Są podstawowe różnice w podejściu. Przede wszystkim trzeba rozróżnić łowienie na dendrobenę spławikiem a to z zastosowaniem jej na włosie. W pierwszym przypadku łowi się zazwyczaj na część dżdżownicy, głowę lub ogon, nęci zaś siekaną dendrobeną podaną z zanętą. Łowi się tak wszystko, ale przede wszystkim płoć i leszcza, ale tego mniejszego. Dendrobena na włosie natomiast to celowanie w większą rybę, przede wszystkim leszcza, i tu najlepiej działa to przy łowieniu feederem.

Jeżeli chcemy łowić okonia, to wtedy lepiej jest używać zestawu spławikowego. Okoń reaguje na ruch przynęty, więc podnoszenie zestawu doskonale prowokuje pasiaki. A celując w dużego okonia, powiększyłbym dendrobenę nabijając na sam hak.

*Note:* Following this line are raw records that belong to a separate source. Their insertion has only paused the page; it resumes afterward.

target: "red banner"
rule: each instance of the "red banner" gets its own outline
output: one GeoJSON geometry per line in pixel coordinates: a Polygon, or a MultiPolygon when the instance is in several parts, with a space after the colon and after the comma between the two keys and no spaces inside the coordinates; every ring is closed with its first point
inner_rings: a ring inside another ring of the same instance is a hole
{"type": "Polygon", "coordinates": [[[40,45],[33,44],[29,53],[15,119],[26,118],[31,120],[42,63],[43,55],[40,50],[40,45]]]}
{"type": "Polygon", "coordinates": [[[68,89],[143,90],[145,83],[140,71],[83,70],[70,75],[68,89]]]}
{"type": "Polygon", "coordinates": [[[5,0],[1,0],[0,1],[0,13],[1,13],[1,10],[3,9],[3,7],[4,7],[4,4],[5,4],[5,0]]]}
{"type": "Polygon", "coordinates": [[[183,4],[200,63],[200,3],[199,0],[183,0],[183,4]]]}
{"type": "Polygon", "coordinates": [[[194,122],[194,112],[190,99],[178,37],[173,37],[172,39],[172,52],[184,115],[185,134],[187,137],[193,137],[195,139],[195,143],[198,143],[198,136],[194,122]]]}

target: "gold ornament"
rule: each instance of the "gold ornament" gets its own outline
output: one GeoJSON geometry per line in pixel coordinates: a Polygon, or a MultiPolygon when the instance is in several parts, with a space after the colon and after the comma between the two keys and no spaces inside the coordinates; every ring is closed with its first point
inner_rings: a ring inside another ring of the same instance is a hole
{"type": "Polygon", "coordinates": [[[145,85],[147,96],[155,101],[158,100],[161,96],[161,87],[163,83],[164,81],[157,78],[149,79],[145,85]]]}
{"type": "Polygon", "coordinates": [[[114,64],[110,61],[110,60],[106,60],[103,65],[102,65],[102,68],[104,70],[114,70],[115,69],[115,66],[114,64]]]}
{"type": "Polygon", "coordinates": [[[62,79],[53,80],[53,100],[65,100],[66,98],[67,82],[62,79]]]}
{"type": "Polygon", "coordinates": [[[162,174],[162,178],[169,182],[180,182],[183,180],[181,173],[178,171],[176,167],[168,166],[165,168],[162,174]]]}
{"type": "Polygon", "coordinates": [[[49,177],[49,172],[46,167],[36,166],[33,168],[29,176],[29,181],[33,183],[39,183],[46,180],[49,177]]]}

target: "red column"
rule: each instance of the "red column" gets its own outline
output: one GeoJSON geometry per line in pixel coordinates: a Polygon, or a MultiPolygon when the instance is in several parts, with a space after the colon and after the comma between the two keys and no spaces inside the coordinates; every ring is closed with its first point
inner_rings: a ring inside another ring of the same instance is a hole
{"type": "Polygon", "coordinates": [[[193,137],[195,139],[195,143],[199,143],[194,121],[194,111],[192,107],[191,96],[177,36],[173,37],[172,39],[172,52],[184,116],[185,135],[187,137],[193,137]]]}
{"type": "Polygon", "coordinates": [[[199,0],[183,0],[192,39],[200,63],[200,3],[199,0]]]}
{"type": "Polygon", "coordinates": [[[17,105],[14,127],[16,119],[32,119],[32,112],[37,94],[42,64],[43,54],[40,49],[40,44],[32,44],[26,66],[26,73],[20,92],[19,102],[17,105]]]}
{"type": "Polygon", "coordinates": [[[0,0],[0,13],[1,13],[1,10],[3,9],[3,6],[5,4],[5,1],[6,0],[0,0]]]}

Pamiętajmy też, że można użyć dendrobeny na włosie z push stopem zakładanej na 'kababa'. Tutaj na włos nabijamy kilka odcinków dendrobeny. Ten zestaw może być bardzo skuteczny na wszelkiego rodzaju większe ryby, Dai Gribble tak łowi spore kabany (karpie).